O Governo Federal apresentou a proposta de uma nova modelagem para a concessão da Malha Sul ferroviária, prevendo a criação de três grandes corredores ferroviários. A iniciativa faz parte do processo de renovação das concessões da malha operada atualmente pela Rumo e tem como objetivo modernizar o transporte de cargas, ampliar investimentos e fortalecer a logística da região Sul do país.
Entre os trechos contemplados está o Corredor Paraná–Santa Catarina, que inclui a ferrovia entre Mafra e o Porto de São Francisco do Sul, considerada uma das mais estratégicas do Estado por atender importantes polos industriais e de exportação. O corredor ferroviário atravessa municípios como Mafra, Rio Negrinho, São Bento do Sul, Campo Alegre, Corupá, Jaraguá do Sul, Guaramirim, Joinville, Araquari e São Francisco do Sul, mantendo a ligação com o Paraná.
Na prática, isso significa que Jaraguá do Sul e as principais cidades do Planalto Norte catarinense fazem parte da área abrangida pelo projeto ferroviário, embora a proposta em discussão trate da nova concessão da malha existente e de sua modernização, e não da construção de uma ferrovia inédita.
A inclusão desses municípios é considerada estratégica para a economia catarinense. Jaraguá do Sul é um dos maiores polos industriais do Brasil, com destaque para os setores têxtil, metalmecânico, de motores elétricos, automação e tecnologia, além de abrigar a WEG, multinacional brasileira presente em dezenas de países e uma das maiores fabricantes mundiais de motores elétricos, equipamentos para geração de energia e soluções industriais. A cidade também concentra empresas de renome nacional nos segmentos de confecção, alimentos e máquinas industriais.

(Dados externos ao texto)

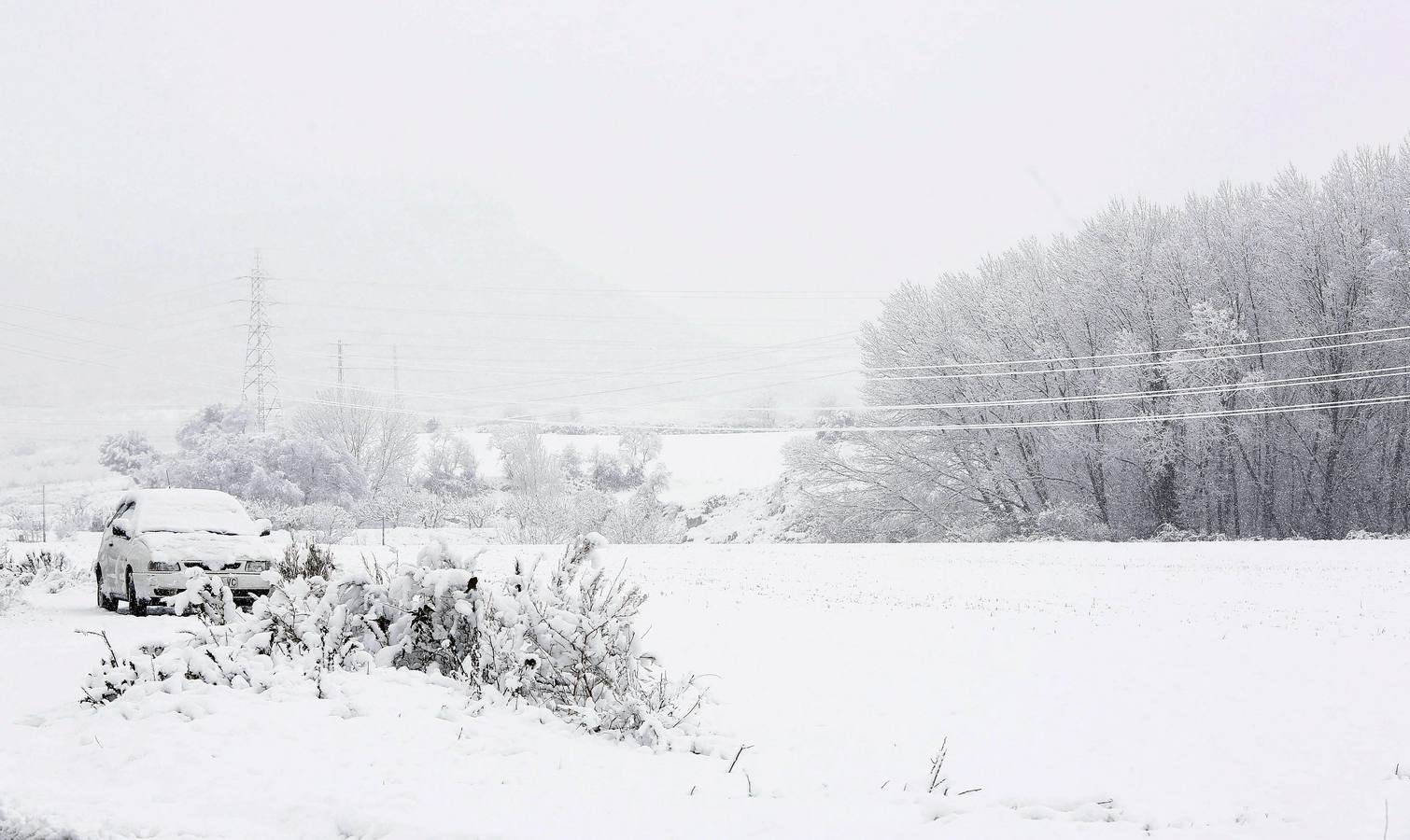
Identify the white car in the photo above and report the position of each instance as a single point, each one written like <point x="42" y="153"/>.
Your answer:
<point x="155" y="536"/>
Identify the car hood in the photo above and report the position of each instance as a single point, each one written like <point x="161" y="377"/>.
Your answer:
<point x="212" y="552"/>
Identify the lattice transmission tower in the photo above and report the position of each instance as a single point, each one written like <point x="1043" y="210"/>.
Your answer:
<point x="261" y="389"/>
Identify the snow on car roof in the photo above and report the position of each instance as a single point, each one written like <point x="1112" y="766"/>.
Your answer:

Já São Bento do Sul, Rio Negrinho, Campo Alegre e Mafra integram uma das regiões mais importantes do país na produção de móveis e produtos de madeira, formando um consolidado polo moveleiro e florestal. O setor abastece os mercados interno e externo, gerando milhares de empregos e movimentando uma cadeia produtiva que depende de infraestrutura eficiente para o transporte de cargas até os portos catarinenses.
Atualmente, a ferrovia é utilizada quase exclusivamente para o transporte de cargas, principalmente grãos destinados ao Porto de São Francisco do Sul. Entretanto, o novo processo de concessão também reacendeu o debate sobre a ampliação da infraestrutura e o aproveitamento da malha para novos investimentos logísticos e, futuramente, para o transporte de passageiros.
Paralelamente à discussão sobre a nova concessão, associações de municípios do Norte e do Planalto Norte de Santa Catarina defendem que o trecho entre Mafra e São Francisco do Sul seja incluído nos estudos federais de viabilidade para a implantação de um serviço regional de trem de passageiros. A proposta prevê o reaproveitamento da ferrovia existente, que transportou passageiros por mais de oito décadas até ser desativada em 1991. Caso avance, o serviço poderá beneficiar cerca de 1,6 milhão de habitantes distribuídos em 26 municípios, oferecendo uma alternativa.
A proposta do Governo Federal ainda será discutida antes da realização dos leilões da nova concessão. Governos estaduais e entidades empresariais defendem que a futura modelagem preserve a integração logística da Região Sul e amplie a competitividade dos principais corredores econômicos catarinenses.